Bis heute sind nach UN-Schätzungen noch 20.000 ausländische Kräfte in Libyen im Einsatz. Russland, Ägypten und die Vereinigten Arabischen Emirate sind mit Chalifa Haftar, der mit seinen Truppen große Gebiete im Osten und Süden kontrolliert, verbündet. Im Westen sind türkische Truppen und ihre syrischen Söldner im Einsatz, die von der ehemaligen Regierung ins Land geholt wurden, um einen Vormarsch Haftars bis Tripolis zu verhindern.

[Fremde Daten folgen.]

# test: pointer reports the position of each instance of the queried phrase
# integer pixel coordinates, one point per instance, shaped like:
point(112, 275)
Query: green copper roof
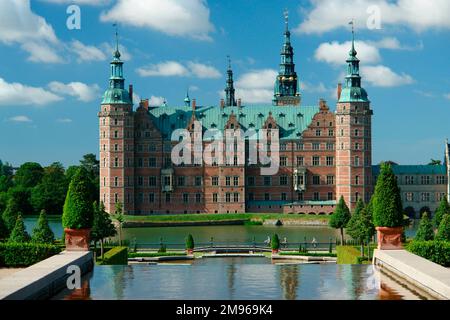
point(116, 96)
point(292, 120)
point(354, 94)
point(413, 169)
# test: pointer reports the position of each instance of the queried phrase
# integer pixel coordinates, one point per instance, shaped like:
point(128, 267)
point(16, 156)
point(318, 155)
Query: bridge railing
point(302, 246)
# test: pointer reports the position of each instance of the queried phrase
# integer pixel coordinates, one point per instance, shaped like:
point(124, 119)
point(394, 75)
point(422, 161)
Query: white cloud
point(189, 18)
point(327, 15)
point(203, 71)
point(109, 50)
point(156, 101)
point(382, 76)
point(81, 91)
point(256, 86)
point(64, 120)
point(80, 2)
point(86, 53)
point(41, 52)
point(176, 69)
point(19, 25)
point(20, 119)
point(19, 94)
point(336, 53)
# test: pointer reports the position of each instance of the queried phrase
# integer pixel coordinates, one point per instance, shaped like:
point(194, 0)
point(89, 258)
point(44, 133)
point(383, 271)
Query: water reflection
point(240, 278)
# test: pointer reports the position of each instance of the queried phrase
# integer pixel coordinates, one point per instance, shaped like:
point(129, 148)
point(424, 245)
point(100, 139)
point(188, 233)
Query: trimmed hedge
point(436, 251)
point(25, 254)
point(117, 255)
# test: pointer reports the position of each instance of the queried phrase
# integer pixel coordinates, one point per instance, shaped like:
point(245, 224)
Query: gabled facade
point(318, 148)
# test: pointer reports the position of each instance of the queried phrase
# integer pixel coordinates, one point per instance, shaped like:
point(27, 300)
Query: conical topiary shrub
point(387, 210)
point(441, 211)
point(443, 233)
point(19, 232)
point(42, 232)
point(190, 244)
point(425, 231)
point(275, 243)
point(78, 213)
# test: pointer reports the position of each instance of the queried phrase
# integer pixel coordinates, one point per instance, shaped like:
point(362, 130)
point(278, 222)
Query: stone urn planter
point(389, 238)
point(77, 239)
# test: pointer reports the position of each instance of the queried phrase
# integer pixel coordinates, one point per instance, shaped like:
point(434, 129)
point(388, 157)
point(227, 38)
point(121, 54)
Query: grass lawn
point(154, 254)
point(221, 217)
point(350, 254)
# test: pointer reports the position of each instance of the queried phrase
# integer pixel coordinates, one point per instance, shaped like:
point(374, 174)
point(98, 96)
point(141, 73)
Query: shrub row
point(25, 254)
point(436, 251)
point(117, 255)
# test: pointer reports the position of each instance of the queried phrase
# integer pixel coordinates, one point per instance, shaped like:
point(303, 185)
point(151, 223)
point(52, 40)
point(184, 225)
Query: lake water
point(220, 234)
point(239, 278)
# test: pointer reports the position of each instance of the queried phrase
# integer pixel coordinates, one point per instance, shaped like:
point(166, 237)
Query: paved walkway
point(42, 279)
point(421, 272)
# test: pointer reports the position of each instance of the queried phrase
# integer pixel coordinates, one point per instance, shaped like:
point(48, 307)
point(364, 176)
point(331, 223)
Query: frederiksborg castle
point(323, 153)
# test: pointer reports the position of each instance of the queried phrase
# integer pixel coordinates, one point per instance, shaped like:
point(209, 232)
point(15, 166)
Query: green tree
point(102, 227)
point(21, 196)
point(275, 242)
point(11, 213)
point(340, 217)
point(425, 231)
point(120, 218)
point(92, 166)
point(4, 232)
point(49, 194)
point(443, 233)
point(190, 242)
point(387, 203)
point(29, 175)
point(360, 227)
point(19, 232)
point(42, 232)
point(441, 211)
point(78, 211)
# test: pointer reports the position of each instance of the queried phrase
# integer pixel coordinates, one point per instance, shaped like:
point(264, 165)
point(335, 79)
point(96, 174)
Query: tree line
point(33, 188)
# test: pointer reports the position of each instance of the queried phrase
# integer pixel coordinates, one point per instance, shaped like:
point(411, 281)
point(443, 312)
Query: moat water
point(222, 234)
point(239, 278)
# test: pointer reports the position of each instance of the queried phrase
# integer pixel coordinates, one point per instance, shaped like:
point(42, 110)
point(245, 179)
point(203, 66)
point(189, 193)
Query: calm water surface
point(224, 234)
point(239, 278)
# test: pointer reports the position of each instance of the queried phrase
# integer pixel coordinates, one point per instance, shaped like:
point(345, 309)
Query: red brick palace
point(323, 154)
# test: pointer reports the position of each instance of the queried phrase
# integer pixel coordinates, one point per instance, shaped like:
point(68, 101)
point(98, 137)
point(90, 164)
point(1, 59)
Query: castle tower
point(230, 100)
point(117, 141)
point(286, 90)
point(353, 137)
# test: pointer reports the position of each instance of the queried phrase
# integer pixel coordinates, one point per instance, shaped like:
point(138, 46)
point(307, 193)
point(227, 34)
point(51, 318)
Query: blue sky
point(52, 78)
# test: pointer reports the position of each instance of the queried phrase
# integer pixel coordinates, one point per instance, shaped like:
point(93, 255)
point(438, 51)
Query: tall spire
point(353, 79)
point(286, 91)
point(187, 100)
point(352, 91)
point(229, 89)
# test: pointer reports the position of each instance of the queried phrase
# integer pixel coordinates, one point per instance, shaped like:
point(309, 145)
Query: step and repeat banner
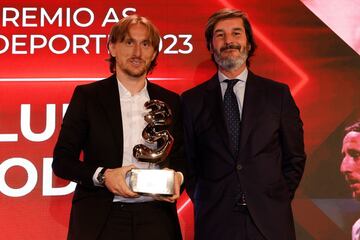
point(49, 47)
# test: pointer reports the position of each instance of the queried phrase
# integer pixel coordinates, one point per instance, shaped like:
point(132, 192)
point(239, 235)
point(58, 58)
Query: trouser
point(138, 221)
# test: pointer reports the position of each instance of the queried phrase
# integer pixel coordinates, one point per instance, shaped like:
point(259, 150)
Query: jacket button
point(239, 167)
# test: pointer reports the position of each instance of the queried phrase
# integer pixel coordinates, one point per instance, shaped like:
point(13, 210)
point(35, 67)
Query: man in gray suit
point(105, 120)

Die Bundesrepublik gilt als ein wichtiger Vermittler in dem Konflikt. Deutschland verfolgt dabei auch eigene Interessen: Durch Libyen führen wichtige Routen für Flüchtlinge, die den Weg über das Mittelmeer nach Europa suchen. Das Schicksal der Flüchtlinge verdiente mehr Aufmerksamkeit, sagte Italiens Ministerpräsident Mario Draghi. „Es muss etwas getan werden, um den Migranten zu helfen“, sagte er mit Blick auf die dramatische Lage von in Libyen gestrandeten Flüchtlingen.